Domains of Program Quality
Barriers prevent some children and families from accessing needed programs and services. Common barriers include service locations that are difficult to reach with public transportation, service hours that require parents to take time off work, and the lack or limited number of services in the languages of community members.
Historically, these barriers tend to be more prevalent for certain populations, such as low-income neighborhoods; marginalized racial, ethnic, and immigrant groups; rural and remote areas; and non-traditional family structures. Many of these barriers may be difficult to see — much less address — given how deeply entrenched they are in how people, organizations, and society operate and how they affect the local population.
Accessibility describes how programs account for these barriers. It requires the deliberate and active identification of barriers and biases as well as organization and service designs that reflect the actual past-to-present experiences of these groups.
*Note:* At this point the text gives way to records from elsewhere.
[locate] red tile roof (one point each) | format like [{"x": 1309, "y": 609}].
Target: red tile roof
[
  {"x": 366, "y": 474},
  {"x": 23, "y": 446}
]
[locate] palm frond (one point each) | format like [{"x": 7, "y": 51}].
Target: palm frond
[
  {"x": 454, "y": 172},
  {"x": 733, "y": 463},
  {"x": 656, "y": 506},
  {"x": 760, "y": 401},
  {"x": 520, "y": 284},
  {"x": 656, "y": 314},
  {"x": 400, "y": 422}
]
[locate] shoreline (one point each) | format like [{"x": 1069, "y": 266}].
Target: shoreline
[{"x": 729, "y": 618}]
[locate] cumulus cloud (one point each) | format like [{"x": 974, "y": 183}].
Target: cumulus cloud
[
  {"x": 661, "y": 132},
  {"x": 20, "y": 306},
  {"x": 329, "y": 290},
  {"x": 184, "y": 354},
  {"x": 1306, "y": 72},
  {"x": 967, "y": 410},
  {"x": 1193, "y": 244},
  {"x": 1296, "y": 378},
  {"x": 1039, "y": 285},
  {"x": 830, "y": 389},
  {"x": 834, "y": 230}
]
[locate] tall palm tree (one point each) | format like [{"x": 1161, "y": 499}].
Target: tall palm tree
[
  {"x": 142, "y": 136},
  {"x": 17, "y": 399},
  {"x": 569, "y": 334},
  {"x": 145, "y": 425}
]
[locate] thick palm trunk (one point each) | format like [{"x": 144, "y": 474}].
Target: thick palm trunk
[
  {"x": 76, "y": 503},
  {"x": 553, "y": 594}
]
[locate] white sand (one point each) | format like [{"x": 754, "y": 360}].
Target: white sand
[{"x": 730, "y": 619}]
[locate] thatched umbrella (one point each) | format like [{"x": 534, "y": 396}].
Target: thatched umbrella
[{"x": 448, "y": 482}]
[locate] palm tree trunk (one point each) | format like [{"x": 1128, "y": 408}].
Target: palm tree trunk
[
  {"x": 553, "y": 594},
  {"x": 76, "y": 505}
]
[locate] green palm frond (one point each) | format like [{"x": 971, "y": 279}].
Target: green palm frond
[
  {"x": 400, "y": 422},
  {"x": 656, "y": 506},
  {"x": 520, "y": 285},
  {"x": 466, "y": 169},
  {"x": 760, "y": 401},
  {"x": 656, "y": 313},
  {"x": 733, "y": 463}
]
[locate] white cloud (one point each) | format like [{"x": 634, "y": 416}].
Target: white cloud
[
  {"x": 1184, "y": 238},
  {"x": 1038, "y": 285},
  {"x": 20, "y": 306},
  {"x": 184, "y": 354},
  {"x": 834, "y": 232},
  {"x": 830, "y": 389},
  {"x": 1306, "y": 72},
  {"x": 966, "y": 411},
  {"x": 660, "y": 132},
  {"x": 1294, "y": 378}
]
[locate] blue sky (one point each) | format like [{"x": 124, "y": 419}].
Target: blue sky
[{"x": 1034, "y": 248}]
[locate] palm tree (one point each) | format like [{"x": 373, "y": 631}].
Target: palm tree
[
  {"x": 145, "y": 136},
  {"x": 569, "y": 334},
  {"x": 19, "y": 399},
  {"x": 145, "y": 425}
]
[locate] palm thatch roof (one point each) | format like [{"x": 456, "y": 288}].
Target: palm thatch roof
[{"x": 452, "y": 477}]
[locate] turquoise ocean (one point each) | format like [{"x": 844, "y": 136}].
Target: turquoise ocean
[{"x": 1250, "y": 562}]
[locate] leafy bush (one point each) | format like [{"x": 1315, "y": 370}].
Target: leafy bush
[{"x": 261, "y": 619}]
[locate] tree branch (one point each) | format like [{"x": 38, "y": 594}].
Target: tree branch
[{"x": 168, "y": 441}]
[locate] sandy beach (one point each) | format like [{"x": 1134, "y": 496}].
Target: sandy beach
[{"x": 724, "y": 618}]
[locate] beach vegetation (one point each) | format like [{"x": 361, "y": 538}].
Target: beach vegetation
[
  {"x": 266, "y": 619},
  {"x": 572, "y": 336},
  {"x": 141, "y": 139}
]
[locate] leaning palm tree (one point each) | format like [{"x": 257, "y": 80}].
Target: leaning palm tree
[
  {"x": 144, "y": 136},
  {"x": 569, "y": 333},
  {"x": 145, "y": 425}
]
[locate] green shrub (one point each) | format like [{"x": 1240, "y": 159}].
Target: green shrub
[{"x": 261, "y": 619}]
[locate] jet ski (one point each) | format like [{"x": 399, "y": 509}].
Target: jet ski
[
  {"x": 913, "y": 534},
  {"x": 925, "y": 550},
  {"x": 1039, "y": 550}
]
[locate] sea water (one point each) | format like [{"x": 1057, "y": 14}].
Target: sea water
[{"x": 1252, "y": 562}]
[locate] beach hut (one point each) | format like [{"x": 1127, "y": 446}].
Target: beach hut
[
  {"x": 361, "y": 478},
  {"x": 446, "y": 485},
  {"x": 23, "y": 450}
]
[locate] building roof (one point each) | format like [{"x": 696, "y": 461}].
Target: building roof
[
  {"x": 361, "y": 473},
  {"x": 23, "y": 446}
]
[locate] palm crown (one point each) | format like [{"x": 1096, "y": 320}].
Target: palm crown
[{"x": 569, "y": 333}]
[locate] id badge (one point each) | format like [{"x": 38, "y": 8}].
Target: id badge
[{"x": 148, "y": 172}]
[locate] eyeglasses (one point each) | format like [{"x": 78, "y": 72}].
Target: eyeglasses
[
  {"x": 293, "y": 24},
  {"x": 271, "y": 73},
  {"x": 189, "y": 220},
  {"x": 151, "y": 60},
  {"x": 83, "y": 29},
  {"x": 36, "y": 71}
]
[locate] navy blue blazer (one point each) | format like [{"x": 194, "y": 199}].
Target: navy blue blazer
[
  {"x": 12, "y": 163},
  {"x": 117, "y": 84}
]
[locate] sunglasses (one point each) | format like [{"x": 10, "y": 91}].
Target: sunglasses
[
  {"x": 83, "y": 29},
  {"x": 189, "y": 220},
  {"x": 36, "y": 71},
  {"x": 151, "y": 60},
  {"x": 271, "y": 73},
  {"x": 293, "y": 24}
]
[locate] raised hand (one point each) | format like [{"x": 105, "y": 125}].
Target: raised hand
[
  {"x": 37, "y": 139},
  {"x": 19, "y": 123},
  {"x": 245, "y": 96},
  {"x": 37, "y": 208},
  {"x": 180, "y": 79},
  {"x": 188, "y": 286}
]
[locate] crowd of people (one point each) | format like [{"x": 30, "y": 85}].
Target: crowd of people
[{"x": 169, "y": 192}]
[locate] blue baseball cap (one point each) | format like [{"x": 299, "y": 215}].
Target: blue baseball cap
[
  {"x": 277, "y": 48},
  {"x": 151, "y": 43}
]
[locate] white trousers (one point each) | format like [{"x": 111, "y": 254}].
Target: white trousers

Accessibility Case Studies:
Family engagement refers to the systematic inclusion of families in programs that promote children’s development and wellness, including the planning, development, implementation, and evaluation of program services. In family-centered programs, traditional parental roles as program helpers are transformed into creative roles in which families partner with staff to establish goals and make decisions related to the programs. Through active and dynamic forms of family engagement, families share power and responsibility with program staff which leads to improved parent/guardian-child and parent/guardian-program relationships, resulting in improved program efficacy.
Communities often host a range of health and human services serving children and families, each addressing a different set of needs at different stages of life. A growing body of research finds communities benefit from an interdisciplinary set of providers working in concert; in different words, a coordination of care. Strong care coordination networks ensure families access the resources they need when they need them. This level of interconnectivity requires effective, sustainable systems of care coordination and for service providers to actively participate in their upkeep. In practice, care coordination often takes the form of referrals and/or partnerships.
Referrals are the processes through which one provider, having insufficient resources to address all of a client’s existing and projected needs, seeks the assistance of another provider(s) that can either assist with or assume the client’s care.
Partnerships are the close, formal relationships among providers that rely on one another to deliver services to their clients.
Referrals & Partnerships Case Studies
Staff Support & Performance
Staff support is a critical component of organizational and program performance. When staff members feel supported professionally, personally and financially by their organization, they are better prepared and more motivated to perform and excel in their roles. Staff turnover, burnout, and lack of adequate support negatively impact service quality and a program’s ability to achieve its outcomes. Organizations and programs with strong staff support and performance practices prioritize staff supervision, development, and retention initiatives within the organization, as well as provide cultural competency training, with the aim of ensuring that staff have the support and preparation they need to deliver quality services.
Research across the fields of behavioral health, medicine, education, child welfare, and social services demonstrates that past traumatic experiences can impact the ways in which individuals receive and respond to services and that trauma-informed approaches show better outcomes for service recipients.
Trauma, broadly defined, describes “an event, series of events, or set of circumstances that is experienced by an individual as physically or emotionally harmful or threatening and that has lasting adverse effects on the individual’s functioning and physical, social, emotional, or spiritual well-being.” Examples of experiences that can lead to trauma include exposure to violence, severe illness, natural disasters, and chronic poverty.
Adverse childhood experiences (ACES) are a subset of adversarial experiences which, when experienced in childhood, increase the likelihood of negative physical and mental health outcomes later in life. Prolonged or severe exposure to traumatic life events can lead to toxic stress, which can be particularly damaging for young children who are in the peak years of brain development.
Trauma-informed practices, therefore, ensure that service providers are educated about trauma and understand how it can impact service recipients’ present-day behavior, needs, and service participation.
Trauma-Informed Approach Case Studies
Social service organizations use best practice research and evidence in program design, implementation, and evaluation to maximize their ability to achieve positive service outcomes with limited resources, thereby increasing their positive impact on the lives of people in their community. An organization’s use of evidence includes reviewing the best available research that already exists in their field, incorporating best practices, collecting evidence of their own organization’s effectiveness, and contributing their data and research to the knowledge base of “what works” in their field.